"Let N be the splitting field of $f(X)=X^4+9$ over $\mathbb{Q}$, and let $G = Gal(N/\mathbb{Q})$.
Using the fact that $α = \sqrt{3}\exp{\frac{πi}{4}}$ is a root of $f(X)$ and $α^{2} = 3i$, show that $|G| = 4 $ and that $G$ contains elements $σ$ and $τ$ such that $σ(α) = iα$ and $τ (α) = −α$.
Find $σ(i)$ and $τ(i)$, and find the orders of $σ$ and $τ$."
Let $N = \mathbb{Q}(\alpha,i)$
so the $deg(N)=[\mathbb{Q}(\alpha,i):\mathbb{Q}]=[\mathbb{Q}(\alpha,i):\mathbb{Q}(i)][\mathbb{Q}(i):\mathbb{Q}]$
We know $\alpha^2=3i$ so $\alpha^2 \in \mathbb{Q}(i)$,so
$deg(N)=[\mathbb{Q}(\alpha,i):\mathbb{Q}(i)][\mathbb{Q}(i):\mathbb{Q}]=2 \times 2=4$
$\lvert G\rvert = deg(N) = 4$
Now this is where I am stuck, why are $σ(α) = iα$ and $τ (α) = −α$?

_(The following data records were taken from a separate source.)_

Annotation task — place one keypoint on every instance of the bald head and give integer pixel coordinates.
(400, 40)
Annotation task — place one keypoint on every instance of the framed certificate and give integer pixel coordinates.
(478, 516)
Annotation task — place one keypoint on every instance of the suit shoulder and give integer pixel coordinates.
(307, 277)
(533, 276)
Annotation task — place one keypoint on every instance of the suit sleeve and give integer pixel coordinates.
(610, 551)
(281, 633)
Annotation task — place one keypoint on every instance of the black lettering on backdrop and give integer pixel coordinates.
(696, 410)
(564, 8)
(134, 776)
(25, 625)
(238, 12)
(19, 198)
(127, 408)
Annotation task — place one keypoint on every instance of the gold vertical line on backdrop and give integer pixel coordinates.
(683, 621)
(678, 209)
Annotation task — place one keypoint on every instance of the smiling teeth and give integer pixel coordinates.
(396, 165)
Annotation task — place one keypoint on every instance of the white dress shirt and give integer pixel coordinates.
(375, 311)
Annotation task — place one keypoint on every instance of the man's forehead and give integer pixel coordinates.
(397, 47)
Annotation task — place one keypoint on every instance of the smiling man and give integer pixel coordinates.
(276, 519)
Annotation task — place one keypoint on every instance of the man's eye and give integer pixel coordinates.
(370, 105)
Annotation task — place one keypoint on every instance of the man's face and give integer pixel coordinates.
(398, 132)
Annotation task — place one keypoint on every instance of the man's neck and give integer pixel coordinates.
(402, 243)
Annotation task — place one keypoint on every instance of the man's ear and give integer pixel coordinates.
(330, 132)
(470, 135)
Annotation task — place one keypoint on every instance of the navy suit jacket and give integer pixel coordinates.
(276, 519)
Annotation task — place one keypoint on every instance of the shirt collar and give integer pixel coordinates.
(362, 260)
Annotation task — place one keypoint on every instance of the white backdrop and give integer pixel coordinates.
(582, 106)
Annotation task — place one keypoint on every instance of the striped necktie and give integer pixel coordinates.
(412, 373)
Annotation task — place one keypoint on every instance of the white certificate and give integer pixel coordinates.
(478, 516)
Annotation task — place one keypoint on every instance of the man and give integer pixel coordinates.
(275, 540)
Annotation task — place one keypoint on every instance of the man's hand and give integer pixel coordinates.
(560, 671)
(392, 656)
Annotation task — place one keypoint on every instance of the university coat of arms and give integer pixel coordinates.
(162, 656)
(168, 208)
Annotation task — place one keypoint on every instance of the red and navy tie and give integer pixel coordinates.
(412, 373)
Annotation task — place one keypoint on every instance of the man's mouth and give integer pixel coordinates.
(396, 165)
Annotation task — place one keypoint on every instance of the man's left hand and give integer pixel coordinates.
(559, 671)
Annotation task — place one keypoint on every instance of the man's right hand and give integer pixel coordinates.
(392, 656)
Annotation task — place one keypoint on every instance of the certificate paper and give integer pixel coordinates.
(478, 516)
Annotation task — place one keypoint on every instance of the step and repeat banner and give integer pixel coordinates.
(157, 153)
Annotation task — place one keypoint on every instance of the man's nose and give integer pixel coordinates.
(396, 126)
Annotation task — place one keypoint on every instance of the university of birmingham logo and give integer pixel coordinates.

I understand $σ$ and $τ$ permute the roots of $f(x)$, so we can choose $σ$ and $τ$ to do this, but that isn't enough to SHOW that $σ(α) = iα$ and $τ (α) = −α$
Recall that the Galois' group of the irreducible polynomial $f$ acts transitively on its roots and note that $-\alpha$ and $i\alpha$ are roots of $f$. So there exists such $\sigma$ and $\tau$. Finally, $$ \sigma(i)=\sigma(\frac{\alpha^2}{3})=\frac{\sigma(\alpha)^2}{3}=\frac{(i\alpha)^2}{3}=-i $$ And analogously $$ \tau(i)=\frac{\tau(\alpha)^2}{3}=\frac{(-\alpha)^2}{3}=i $$